I've just finished Raven Rise, book nine (nine!) of the D.J. MacHale Pendragon series, and this book confirms what I realized in book one (and then again in books two through eight) - these books are dreadfully written. The stock characters seem to be lifted from popular TV series (the cocky, sporty girl side kick, the nerdy and smart boy, the aging and wise black man, a young Crocodile-Dundee, etc.), the plot is convoluted and confusing, and the dialogue - ugh - the dialogue is simply awful (the powerful call to battle by Bobby Pendragon, the teen protagonist, is "I say... we are so not done yet").

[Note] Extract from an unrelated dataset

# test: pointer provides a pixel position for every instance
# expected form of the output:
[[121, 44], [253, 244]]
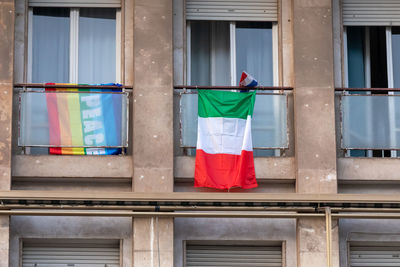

So why am I still reading them?
These books aren't really a pleasure - they are violent and confusing and just poorly written - but I can't figure out what makes the fantasy tick. I'm waiting for a revelation about how the magic works in MacHale's vision, because I can't for the life of me figure it out. Bobby, a Traveller, uses a magic ring to active "flumes" which are tunnels connecting our world (Second Earth) to nine other locations. But out of those nine locations two more are also "earth" - Earth in the 1940's and Earth in 3000-something. But only one other world has two time locations . Why is that? And sometimes the flumes work and sometimes they don't. Why? And the antagonist (who is so painfully cliched that it is hard to take him seriously) seems to be able to control the magic, but Bobby can't. Why?
One of the trademarks of effective fantasy is the consistency of the magical world, and the clear laws that the magic will follow. A fantasy that allows magic to work unchecked usually is confusing and uninteresting, where magic becomes the unconvincing solution to each of the protagonist's problems.
I've kept reading the series, because every fantasy-instinct I possess tells me that all of these confusing plot lines must iron themselves out.
And yet, I fear that I will be terribly disappointed when the final book comes out.